Dit is opvallend te noemen, omdat De Onafhankelijken zich juist afzette tegen
de heersende normen binnen de bestaande kunstenaarsverenigingen. De jonge
kunstenaars die De Onafhankelijken in 1912 oprichtten, waren het niet eens met
het heersende systeem waarin een jury de toelating van kunstenaars op
tentoonstellingen bepaalde.[3] Ze plaatsten een oproep
in de kranten waarin ze alle vooruitstrevende kunstenaars uitnodigden lid te
worden van de vereniging. Bij De Onafhankelijken zouden kunstenaars eindelijk
niet meer gedwongen zijn om ‘in de geest van de jury’ te werken. ‘Dan krijgen
wij tentoonstellingen en werk onafhankelijk van bekrompen vooroordelen,
onafhankelijk van verouderde leerstellingen, onafhankelijk van partijzuchtige
beoordeeling, onafhankelijk van winstbejag.’[4] Ondanks deze gewenste
onafhankelijkheid van ‘bekrompen vooroordelen’ en ‘verouderde leerstellingen’

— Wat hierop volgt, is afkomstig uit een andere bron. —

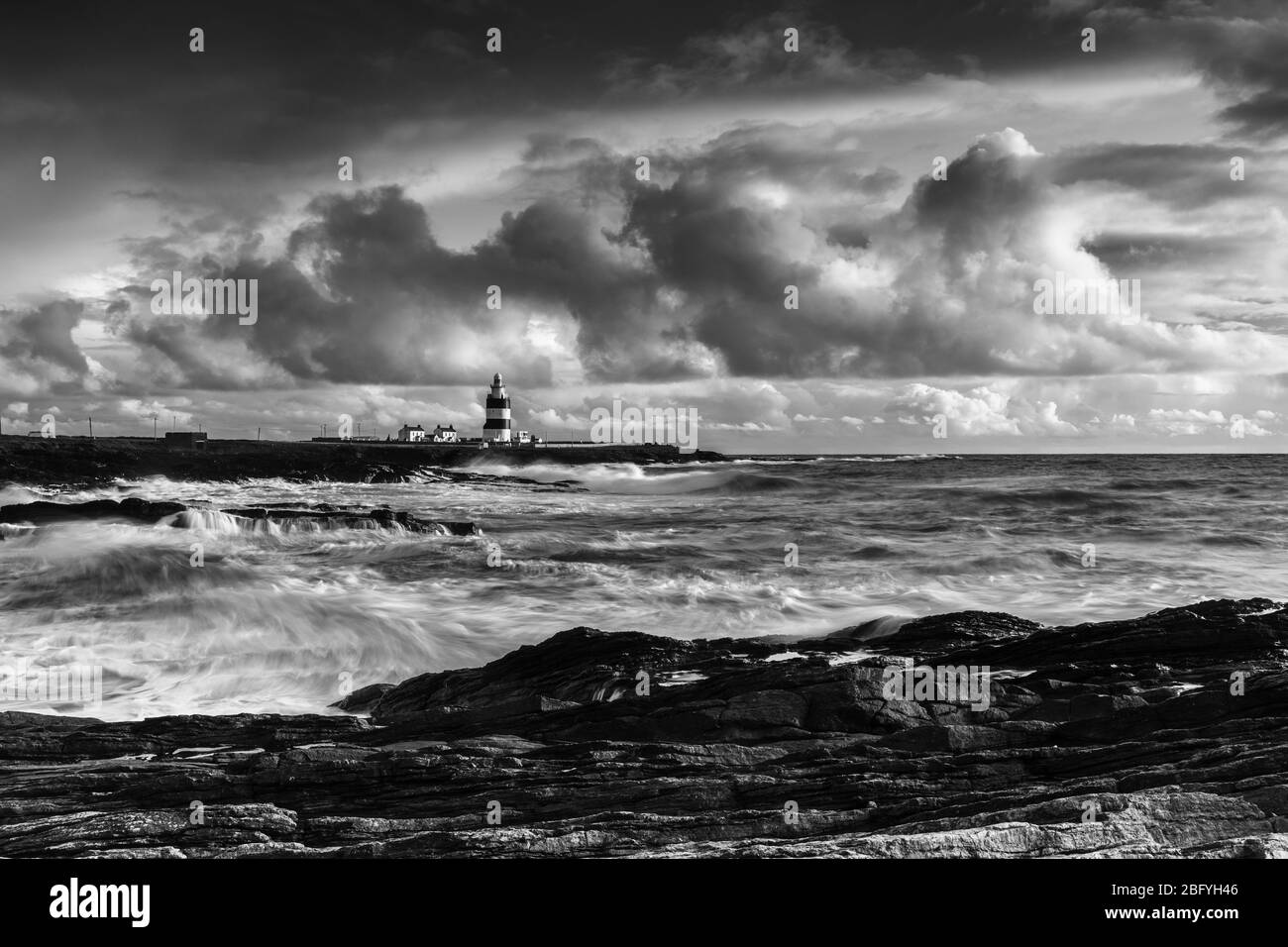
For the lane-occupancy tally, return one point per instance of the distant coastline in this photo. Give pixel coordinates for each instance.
(29, 460)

was er nog geen ruimte voor vrouwen in het bestuur. Het zou tot 1920 duren
voordat de eerste vrouw hierin zou plaatsnemen.[5] In de commissies die per
tentoonstelling – De Onafhankelijken organiseerde er doorgaans twee per jaar –
werden aangesteld was echter al eerder plaats voor vrouwen: vanaf het voorjaar
van 1914 hadden, een enkele keer uitgezonderd, per tentoonstelling meerdere
vrouwen zitting in de commissie.
![]() |
Catalogus van de eerste juryvrije tentoonstelling van De Onafhankelijken, mei-juni 1913. Afb: RKD. |
Hoewel
vrouwen pas na acht jaar enige vorm van inspraak kregen in het bestuur van de
vereniging, namen ze vanaf de oprichting in vrij grote getale deel aan de
tentoonstellingen van De Onafhankelijken. De vereniging organiseerde juryvrije
tentoonstellingen, wat betekende dat alle kunstenaars zonder enige vorm van
ballotage konden deelnemen. Het bestuur
vond dat alle kunstenaars het recht hadden hun werk aan het publiek te tonen:
alléén de kunstenaar moest verantwoordelijk zijn voor zijn werk en wat hij
exposeerde. Bij de eerste tentoonstelling van De Onafhankelijken in 1913 (afb.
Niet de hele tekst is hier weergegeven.